According to Iraqi sources inside the country who insist on anonymity, Wahhabi imams in the Fallujah mosques, as
well as dozens of agitators from Saudi Arabia, have begun aggressive preaching of suicide bombings against coalition forces as part of a campaign of guerrilla warfare.
At the same time, in Iraqi Kurdistan, where Saudi-Wahhabi religious organizations were introduced before the war, the Wahhabi militia Ansar al-Islam is again active. Attacked and scattered by U.S. forces during the main offensive in April, it has reconstituted itself and has struck in the towns of Halabja, Biahrah, and Dohuk, according to a Kurdish leader. The car bomb is Ansar's weapon of choice. The group is known to have Saudi participants, and propaganda in its favor appears in the Saudi media.

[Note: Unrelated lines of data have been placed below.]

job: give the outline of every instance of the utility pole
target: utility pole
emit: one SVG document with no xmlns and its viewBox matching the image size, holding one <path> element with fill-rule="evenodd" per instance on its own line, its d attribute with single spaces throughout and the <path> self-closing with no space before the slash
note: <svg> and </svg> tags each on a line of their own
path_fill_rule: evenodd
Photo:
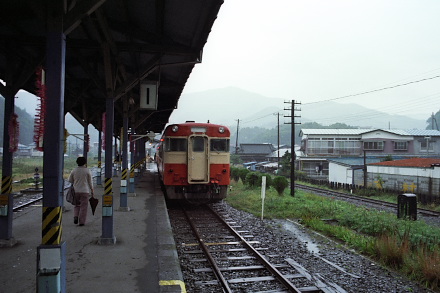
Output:
<svg viewBox="0 0 440 293">
<path fill-rule="evenodd" d="M 240 126 L 240 119 L 237 120 L 237 137 L 235 138 L 235 154 L 238 154 L 238 128 Z"/>
<path fill-rule="evenodd" d="M 437 124 L 437 119 L 434 116 L 434 112 L 432 112 L 432 115 L 431 115 L 431 129 L 434 129 L 434 122 L 435 122 L 435 126 L 436 126 L 437 130 L 439 130 L 438 124 Z"/>
<path fill-rule="evenodd" d="M 277 115 L 277 120 L 278 120 L 278 138 L 277 138 L 277 140 L 278 140 L 278 150 L 277 150 L 277 153 L 278 153 L 278 155 L 277 155 L 277 163 L 278 163 L 278 168 L 277 168 L 277 170 L 280 170 L 280 112 L 278 112 L 278 113 L 276 113 L 276 114 L 274 114 L 274 115 Z"/>
<path fill-rule="evenodd" d="M 364 189 L 367 189 L 367 151 L 364 150 Z"/>
<path fill-rule="evenodd" d="M 301 118 L 301 116 L 295 116 L 295 110 L 301 111 L 301 109 L 296 109 L 295 105 L 301 105 L 301 103 L 295 103 L 295 100 L 290 102 L 284 102 L 285 104 L 290 104 L 290 108 L 284 110 L 290 110 L 290 116 L 284 115 L 284 117 L 290 117 L 291 122 L 286 123 L 291 125 L 291 137 L 290 144 L 291 146 L 291 164 L 290 164 L 290 195 L 295 196 L 295 124 L 301 124 L 301 122 L 295 123 L 295 118 Z"/>
<path fill-rule="evenodd" d="M 277 156 L 278 168 L 277 168 L 277 170 L 280 170 L 280 112 L 277 113 L 277 116 L 278 116 L 278 156 Z"/>
</svg>

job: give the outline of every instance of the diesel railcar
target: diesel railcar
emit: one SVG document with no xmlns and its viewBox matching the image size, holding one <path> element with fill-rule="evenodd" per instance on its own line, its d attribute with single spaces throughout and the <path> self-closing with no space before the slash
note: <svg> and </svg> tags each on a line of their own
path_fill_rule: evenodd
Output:
<svg viewBox="0 0 440 293">
<path fill-rule="evenodd" d="M 229 138 L 223 125 L 193 121 L 168 125 L 156 152 L 167 198 L 198 203 L 225 198 L 230 182 Z"/>
</svg>

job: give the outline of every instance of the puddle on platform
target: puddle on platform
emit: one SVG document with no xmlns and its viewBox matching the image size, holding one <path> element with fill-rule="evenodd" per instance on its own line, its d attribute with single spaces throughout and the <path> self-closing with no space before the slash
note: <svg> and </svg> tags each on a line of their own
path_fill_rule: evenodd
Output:
<svg viewBox="0 0 440 293">
<path fill-rule="evenodd" d="M 295 223 L 289 220 L 283 221 L 283 228 L 293 233 L 299 241 L 303 242 L 310 253 L 319 254 L 318 245 Z"/>
</svg>

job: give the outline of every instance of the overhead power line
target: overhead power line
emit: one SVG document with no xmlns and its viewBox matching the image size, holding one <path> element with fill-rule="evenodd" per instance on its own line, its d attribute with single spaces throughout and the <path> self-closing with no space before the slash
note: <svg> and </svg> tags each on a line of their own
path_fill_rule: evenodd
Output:
<svg viewBox="0 0 440 293">
<path fill-rule="evenodd" d="M 406 83 L 401 83 L 401 84 L 397 84 L 397 85 L 393 85 L 393 86 L 383 87 L 383 88 L 380 88 L 380 89 L 375 89 L 375 90 L 366 91 L 366 92 L 362 92 L 362 93 L 342 96 L 342 97 L 328 99 L 328 100 L 321 100 L 321 101 L 316 101 L 316 102 L 304 103 L 303 105 L 316 104 L 316 103 L 322 103 L 322 102 L 329 102 L 329 101 L 335 101 L 335 100 L 340 100 L 340 99 L 345 99 L 345 98 L 350 98 L 350 97 L 356 97 L 356 96 L 360 96 L 360 95 L 371 94 L 371 93 L 380 92 L 380 91 L 384 91 L 384 90 L 389 90 L 389 89 L 393 89 L 393 88 L 397 88 L 397 87 L 401 87 L 401 86 L 405 86 L 405 85 L 409 85 L 409 84 L 413 84 L 413 83 L 418 83 L 418 82 L 422 82 L 422 81 L 427 81 L 427 80 L 431 80 L 431 79 L 435 79 L 435 78 L 439 78 L 439 77 L 440 77 L 440 75 L 436 75 L 436 76 L 432 76 L 432 77 L 427 77 L 427 78 L 423 78 L 423 79 L 419 79 L 419 80 L 409 81 L 409 82 L 406 82 Z"/>
<path fill-rule="evenodd" d="M 337 97 L 337 98 L 332 98 L 332 99 L 327 99 L 327 100 L 321 100 L 321 101 L 316 101 L 316 102 L 309 102 L 309 103 L 303 103 L 302 105 L 310 105 L 310 104 L 318 104 L 318 103 L 322 103 L 322 102 L 328 102 L 328 101 L 335 101 L 335 100 L 340 100 L 340 99 L 345 99 L 345 98 L 350 98 L 350 97 L 356 97 L 356 96 L 360 96 L 360 95 L 366 95 L 366 94 L 370 94 L 370 93 L 374 93 L 374 92 L 379 92 L 379 91 L 384 91 L 384 90 L 389 90 L 389 89 L 393 89 L 393 88 L 397 88 L 397 87 L 402 87 L 402 86 L 406 86 L 406 85 L 410 85 L 410 84 L 413 84 L 413 83 L 419 83 L 419 82 L 423 82 L 423 81 L 427 81 L 427 80 L 432 80 L 432 79 L 436 79 L 436 78 L 439 78 L 440 77 L 440 75 L 436 75 L 436 76 L 432 76 L 432 77 L 427 77 L 427 78 L 423 78 L 423 79 L 419 79 L 419 80 L 413 80 L 413 81 L 409 81 L 409 82 L 406 82 L 406 83 L 401 83 L 401 84 L 397 84 L 397 85 L 393 85 L 393 86 L 388 86 L 388 87 L 383 87 L 383 88 L 379 88 L 379 89 L 375 89 L 375 90 L 370 90 L 370 91 L 365 91 L 365 92 L 361 92 L 361 93 L 357 93 L 357 94 L 351 94 L 351 95 L 346 95 L 346 96 L 342 96 L 342 97 Z M 434 95 L 437 95 L 438 93 L 436 93 L 436 94 L 434 94 Z M 429 96 L 426 96 L 426 97 L 430 97 L 430 96 L 434 96 L 434 95 L 429 95 Z M 424 98 L 426 98 L 426 97 L 424 97 Z M 420 104 L 420 99 L 417 99 L 417 101 L 415 102 L 418 106 L 420 106 L 421 104 Z M 409 106 L 409 105 L 407 105 L 407 106 Z M 395 109 L 395 105 L 393 105 L 393 109 Z M 403 107 L 403 108 L 405 108 L 405 106 L 404 105 L 400 105 L 400 107 Z M 386 108 L 386 107 L 385 107 Z M 384 110 L 385 110 L 385 108 L 384 108 Z M 414 106 L 412 106 L 412 108 L 414 108 Z M 373 110 L 376 110 L 376 111 L 380 111 L 380 109 L 373 109 Z M 405 110 L 404 109 L 402 109 L 400 112 L 404 112 Z M 373 114 L 372 116 L 370 116 L 370 114 L 369 114 L 369 112 L 370 111 L 366 111 L 366 113 L 359 113 L 360 115 L 365 115 L 365 119 L 368 117 L 368 118 L 371 118 L 371 117 L 374 117 L 374 116 L 377 116 L 377 114 L 375 113 L 375 114 Z M 242 120 L 242 124 L 247 124 L 247 123 L 251 123 L 251 122 L 254 122 L 254 121 L 257 121 L 257 120 L 260 120 L 260 119 L 263 119 L 263 118 L 266 118 L 266 117 L 268 117 L 268 116 L 271 116 L 271 115 L 274 115 L 274 114 L 277 114 L 277 113 L 279 113 L 279 111 L 277 111 L 277 112 L 274 112 L 274 113 L 270 113 L 270 114 L 266 114 L 266 115 L 264 115 L 264 116 L 261 116 L 261 117 L 258 117 L 258 118 L 254 118 L 254 119 L 252 119 L 252 120 L 249 120 L 249 121 L 243 121 Z M 356 117 L 356 119 L 359 119 L 360 117 L 359 117 L 359 114 L 357 114 L 357 115 L 355 115 L 355 117 Z M 348 115 L 348 117 L 347 118 L 349 118 L 351 115 Z M 341 118 L 341 117 L 339 117 L 339 118 Z M 328 117 L 328 118 L 324 118 L 324 120 L 331 120 L 331 119 L 333 119 L 332 117 Z"/>
</svg>

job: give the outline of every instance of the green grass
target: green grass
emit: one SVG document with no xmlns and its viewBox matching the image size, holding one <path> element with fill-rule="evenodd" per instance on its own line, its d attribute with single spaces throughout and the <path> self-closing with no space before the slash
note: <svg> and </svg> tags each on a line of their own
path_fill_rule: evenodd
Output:
<svg viewBox="0 0 440 293">
<path fill-rule="evenodd" d="M 302 184 L 302 185 L 306 185 L 306 186 L 316 186 L 313 185 L 309 182 L 306 181 L 297 181 L 298 183 Z M 327 185 L 320 185 L 318 186 L 319 188 L 323 188 L 323 189 L 327 189 L 327 190 L 333 190 L 331 188 L 329 188 Z M 349 191 L 345 190 L 345 189 L 336 189 L 337 191 L 340 192 L 345 192 L 347 194 L 350 194 Z M 353 194 L 354 196 L 359 196 L 359 197 L 369 197 L 369 198 L 374 198 L 377 200 L 382 200 L 382 201 L 386 201 L 386 202 L 391 202 L 391 203 L 397 203 L 397 195 L 393 194 L 393 193 L 386 193 L 377 189 L 373 189 L 373 190 L 358 190 L 356 192 L 356 194 Z M 432 210 L 432 211 L 437 211 L 440 212 L 440 205 L 438 204 L 421 204 L 418 203 L 418 207 L 419 208 L 424 208 L 424 209 L 428 209 L 428 210 Z"/>
<path fill-rule="evenodd" d="M 260 188 L 232 182 L 226 201 L 261 216 Z M 423 221 L 397 219 L 395 213 L 286 189 L 282 196 L 266 192 L 265 218 L 294 218 L 311 229 L 343 242 L 427 287 L 440 288 L 440 229 Z M 331 221 L 329 221 L 331 220 Z M 438 261 L 435 263 L 435 261 Z"/>
<path fill-rule="evenodd" d="M 66 157 L 64 160 L 63 177 L 67 178 L 70 171 L 77 166 L 76 158 Z M 43 158 L 16 158 L 12 161 L 12 192 L 18 192 L 34 186 L 35 168 L 38 168 L 40 174 L 40 187 L 42 187 L 41 180 L 43 179 Z M 2 176 L 0 170 L 0 176 Z"/>
</svg>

Most important, the end of the war has, paradoxically, provided the Wahhabis a new pretext for infiltration--namely, humanitarian relief. Despite all the exposure of the misuse of Islamic charities to promote terrorism, the same official Saudi relief organizations that have come under investigation since 9/11 are now entering Iraq. The International Islamic Relief Organization (IIRO), for example, investigated by U.S. and other governments for involvement in the funding of terrorism across the globe, is lauded in the Saudi daily Al-Watan (The Nation) for its "relief work" in Sunni districts of Iraq.
These several indications of stepped-up Wahhabi activity in Iraq should raise a red flag--for they conform to a pattern now familiar from Afghanistan, Central Asia, Bosnia-Herzegovina, Kosovo, and Chechnya.
The Wahhabi power-grab strategy in pursuit of the extremists' mad dream of imposing their "pure" Islam on all Muslims, then launching a jihad against the world, begins with indoctrination. Food, clothing, tents, and other relief supplies are distributed only to those willing to take classes in Wahhabi doctrine. Preachers are sent from the Gulf states with the mission of Wahhabizing local Muslims by opposing "practices of unbelief" alleged to be rife in local Islam. These may include friendship with Jews and Christians; acceptance of women's driving or going to school; traditional customs such as visiting graves (hated by Wahhabis, who believe gravestones are idols and honoring the dead is polytheistic); and devotion to Sufism, the Islamic form of spirituality.